Non c’è momento migliore per scrivere qualcosa su “Caldo” dei Diaframma di una domenica di fine luglio in una paese alla periferia di Milano, mentre fuori ci sono 34 gradi e in giro non si vede anima viva. Questo perché possiamo consolarci sapendo che, da qualche parte, c’è un Federico Fiumani che sta caricando un bagaglio riempito senza convinzione sulla sua auto per raggiungere una donna in vacanza al mare.

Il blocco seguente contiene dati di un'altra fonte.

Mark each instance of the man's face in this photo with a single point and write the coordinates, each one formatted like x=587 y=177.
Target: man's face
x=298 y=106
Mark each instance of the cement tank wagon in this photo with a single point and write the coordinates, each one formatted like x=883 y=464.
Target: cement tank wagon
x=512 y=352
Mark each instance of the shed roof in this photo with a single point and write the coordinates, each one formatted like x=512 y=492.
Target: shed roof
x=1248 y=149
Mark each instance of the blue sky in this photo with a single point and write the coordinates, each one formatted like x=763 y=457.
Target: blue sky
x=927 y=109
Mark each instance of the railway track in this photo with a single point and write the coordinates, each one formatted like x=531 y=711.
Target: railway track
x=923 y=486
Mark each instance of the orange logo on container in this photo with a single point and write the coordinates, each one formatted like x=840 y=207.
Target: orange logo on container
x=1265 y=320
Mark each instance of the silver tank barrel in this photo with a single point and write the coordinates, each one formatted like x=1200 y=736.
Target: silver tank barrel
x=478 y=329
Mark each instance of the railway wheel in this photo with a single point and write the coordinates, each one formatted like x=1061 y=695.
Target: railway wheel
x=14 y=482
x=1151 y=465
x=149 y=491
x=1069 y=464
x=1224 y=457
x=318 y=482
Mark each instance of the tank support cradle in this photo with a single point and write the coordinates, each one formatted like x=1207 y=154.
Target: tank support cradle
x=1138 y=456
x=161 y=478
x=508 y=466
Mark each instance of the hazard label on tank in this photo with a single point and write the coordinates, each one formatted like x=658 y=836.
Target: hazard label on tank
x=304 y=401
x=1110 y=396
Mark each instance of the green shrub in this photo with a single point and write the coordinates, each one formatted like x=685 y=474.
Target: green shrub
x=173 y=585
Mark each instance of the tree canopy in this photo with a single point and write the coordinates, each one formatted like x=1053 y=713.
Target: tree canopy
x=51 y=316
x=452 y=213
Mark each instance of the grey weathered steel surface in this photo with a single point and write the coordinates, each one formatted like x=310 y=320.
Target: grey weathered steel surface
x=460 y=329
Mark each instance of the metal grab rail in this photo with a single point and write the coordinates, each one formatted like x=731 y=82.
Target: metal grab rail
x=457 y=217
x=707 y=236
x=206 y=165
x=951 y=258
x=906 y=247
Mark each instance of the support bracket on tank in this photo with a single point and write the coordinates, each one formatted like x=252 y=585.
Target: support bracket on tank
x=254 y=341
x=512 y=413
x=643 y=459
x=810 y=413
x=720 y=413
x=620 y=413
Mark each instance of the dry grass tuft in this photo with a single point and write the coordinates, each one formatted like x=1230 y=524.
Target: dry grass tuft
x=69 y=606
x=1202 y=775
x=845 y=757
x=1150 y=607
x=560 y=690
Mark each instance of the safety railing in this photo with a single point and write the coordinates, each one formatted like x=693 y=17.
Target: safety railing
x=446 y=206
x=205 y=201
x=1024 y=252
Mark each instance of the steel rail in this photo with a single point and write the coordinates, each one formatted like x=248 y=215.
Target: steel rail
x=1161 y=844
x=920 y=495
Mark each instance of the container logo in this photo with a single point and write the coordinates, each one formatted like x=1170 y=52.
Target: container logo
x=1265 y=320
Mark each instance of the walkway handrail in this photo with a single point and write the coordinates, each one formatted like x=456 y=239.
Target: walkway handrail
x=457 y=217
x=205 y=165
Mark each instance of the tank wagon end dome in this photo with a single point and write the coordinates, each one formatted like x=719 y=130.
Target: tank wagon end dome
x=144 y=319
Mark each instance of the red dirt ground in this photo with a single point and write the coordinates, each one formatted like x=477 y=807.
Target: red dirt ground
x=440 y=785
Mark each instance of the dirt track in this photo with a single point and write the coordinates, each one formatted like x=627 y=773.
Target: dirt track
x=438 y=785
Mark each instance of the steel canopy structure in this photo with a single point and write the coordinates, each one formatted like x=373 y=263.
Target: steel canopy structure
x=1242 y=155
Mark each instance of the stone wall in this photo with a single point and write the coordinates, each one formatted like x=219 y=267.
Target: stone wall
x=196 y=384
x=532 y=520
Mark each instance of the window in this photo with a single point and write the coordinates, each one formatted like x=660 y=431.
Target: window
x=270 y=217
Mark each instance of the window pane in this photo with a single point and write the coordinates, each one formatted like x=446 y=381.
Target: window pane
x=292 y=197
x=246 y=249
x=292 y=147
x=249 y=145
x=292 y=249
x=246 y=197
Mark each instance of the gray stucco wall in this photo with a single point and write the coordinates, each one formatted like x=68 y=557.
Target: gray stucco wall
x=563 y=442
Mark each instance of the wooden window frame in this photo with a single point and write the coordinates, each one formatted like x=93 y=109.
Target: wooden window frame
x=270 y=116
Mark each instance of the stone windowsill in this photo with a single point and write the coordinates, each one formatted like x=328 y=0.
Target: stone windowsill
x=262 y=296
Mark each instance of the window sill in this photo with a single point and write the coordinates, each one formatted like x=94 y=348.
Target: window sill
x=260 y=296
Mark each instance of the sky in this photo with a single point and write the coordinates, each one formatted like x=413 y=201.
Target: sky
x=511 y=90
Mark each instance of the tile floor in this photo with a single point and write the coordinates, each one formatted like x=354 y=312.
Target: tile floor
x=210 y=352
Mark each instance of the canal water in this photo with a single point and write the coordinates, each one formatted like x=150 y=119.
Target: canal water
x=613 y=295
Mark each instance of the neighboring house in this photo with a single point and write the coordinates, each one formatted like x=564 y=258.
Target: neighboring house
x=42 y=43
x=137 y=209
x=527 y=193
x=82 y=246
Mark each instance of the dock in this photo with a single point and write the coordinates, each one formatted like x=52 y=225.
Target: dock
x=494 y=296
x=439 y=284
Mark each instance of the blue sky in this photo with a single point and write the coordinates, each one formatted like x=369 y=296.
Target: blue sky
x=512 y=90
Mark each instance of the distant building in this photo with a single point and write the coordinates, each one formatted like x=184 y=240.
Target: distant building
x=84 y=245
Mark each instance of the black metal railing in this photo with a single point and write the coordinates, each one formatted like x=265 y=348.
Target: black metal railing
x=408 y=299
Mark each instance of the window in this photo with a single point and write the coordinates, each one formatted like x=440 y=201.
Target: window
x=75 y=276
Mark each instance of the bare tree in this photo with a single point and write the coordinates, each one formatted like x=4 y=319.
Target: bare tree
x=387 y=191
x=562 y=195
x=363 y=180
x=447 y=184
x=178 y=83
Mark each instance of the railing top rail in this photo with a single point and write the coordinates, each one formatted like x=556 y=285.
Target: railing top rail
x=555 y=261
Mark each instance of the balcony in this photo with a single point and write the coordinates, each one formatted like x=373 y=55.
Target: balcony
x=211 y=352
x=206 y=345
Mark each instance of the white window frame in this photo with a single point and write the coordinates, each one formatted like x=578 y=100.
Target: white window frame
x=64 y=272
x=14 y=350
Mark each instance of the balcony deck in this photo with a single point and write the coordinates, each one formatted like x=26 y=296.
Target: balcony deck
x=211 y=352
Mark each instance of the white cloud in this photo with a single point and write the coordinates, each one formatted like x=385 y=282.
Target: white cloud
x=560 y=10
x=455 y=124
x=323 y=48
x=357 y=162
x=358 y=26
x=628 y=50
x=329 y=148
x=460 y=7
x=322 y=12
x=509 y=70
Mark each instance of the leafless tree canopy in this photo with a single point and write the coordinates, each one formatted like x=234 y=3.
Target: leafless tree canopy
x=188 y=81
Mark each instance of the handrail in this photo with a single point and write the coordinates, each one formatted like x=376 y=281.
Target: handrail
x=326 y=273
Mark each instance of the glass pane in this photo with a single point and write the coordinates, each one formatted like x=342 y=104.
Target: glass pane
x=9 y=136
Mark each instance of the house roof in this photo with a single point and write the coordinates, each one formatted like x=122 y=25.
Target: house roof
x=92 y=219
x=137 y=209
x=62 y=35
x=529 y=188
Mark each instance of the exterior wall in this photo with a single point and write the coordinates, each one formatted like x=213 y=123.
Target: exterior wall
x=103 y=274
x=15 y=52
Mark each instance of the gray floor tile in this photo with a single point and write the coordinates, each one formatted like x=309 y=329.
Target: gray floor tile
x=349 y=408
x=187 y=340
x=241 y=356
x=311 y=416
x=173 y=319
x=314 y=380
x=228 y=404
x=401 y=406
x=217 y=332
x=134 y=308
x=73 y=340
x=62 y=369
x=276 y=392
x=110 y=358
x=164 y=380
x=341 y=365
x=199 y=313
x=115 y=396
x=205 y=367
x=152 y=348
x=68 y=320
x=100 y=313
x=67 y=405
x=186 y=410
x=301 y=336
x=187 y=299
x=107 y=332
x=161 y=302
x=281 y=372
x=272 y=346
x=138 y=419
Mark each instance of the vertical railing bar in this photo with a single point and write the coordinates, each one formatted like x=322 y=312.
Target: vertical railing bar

Ce lo immaginiamo proprio come nella canzone vestito in modo assolutamente inadeguato per la temperatura e la destinazione, magari tutto di nero con calzature invernali, guidare lungo strade deserte, senza aria condizionata, con quell’effetto del vapore che sale dall’asfalto rovente e sfoca l’orizzonte.

Ce lo figuriamo a disagio sotto l’ombrellone tra gli schiamazzi, i figli degli altri, i corpi pasticciati con tribali alla moda, le conversazioni sul calcio, il gossip e i racchettoni, per poi accomiatarsi in anticipo con la scusa di un ritorno intelligente per evitare le code. Lo ritroviamo quindi finalmente a casa qualche ora dopo sdraiato sul divano in pelle. La radio accesa, la voglia di fare qualunque cosa affinché il caldo finisca e la natura torni alla sua normalità, in perfetta solitudine.

Non a caso “Boxe”, di cui “Caldo” occupa l’ultima traccia del lato B, è l’ultimo album dei Diaframma con Miro Sassolini alla voce. “Caldo” però è già cantata da Fiumani ed è un anticipo della successiva carriera cantautorale del chitarrista, pronto a sacrificare un timbro unico e irripetibile come quello di “Siberia” per un nuovo progetto, in cui l’approccio punk e l’intonazione approssimativa soppianteranno il tecnicismo vocale, la melodia e l’estetica new wave che avevano portato la band toscana al successo.

Possiamo quindi fantasticare sul fatto che, dopo il “Caldo” di quell’estate, non solo Fiumani, ma i Diaframma non saranno più gli stessi. Ciò non toglie che questo “Vamos a la playa” suonato al contrario, questo inno degli outsider che non si adattano all’imbarazzo di stare in mutande su spiagge gremite di un’umanità in cui non si riconoscono, questo atto kamikaze con esplosivo a salve consumato nell’isolamento totale, riassuma senza tempo lo stato d’animo di chi non si arrende a un sistema sociale ed economico pensato per dettare i modi e i tempi in cui il genere umano è costretto a divertirsi, innamorarsi, stare bene.

E, ancora oggi, ascoltare “Caldo” dei Diaframma ci consola se ci arrendiamo ricordando quanto non valga la pena ricominciare, se fuori ci sono temperature così alte, ma che in fondo la riscossa sia solo una questione di calendario. Ancora una volta l’estate sta finendo, e un anno se ne va.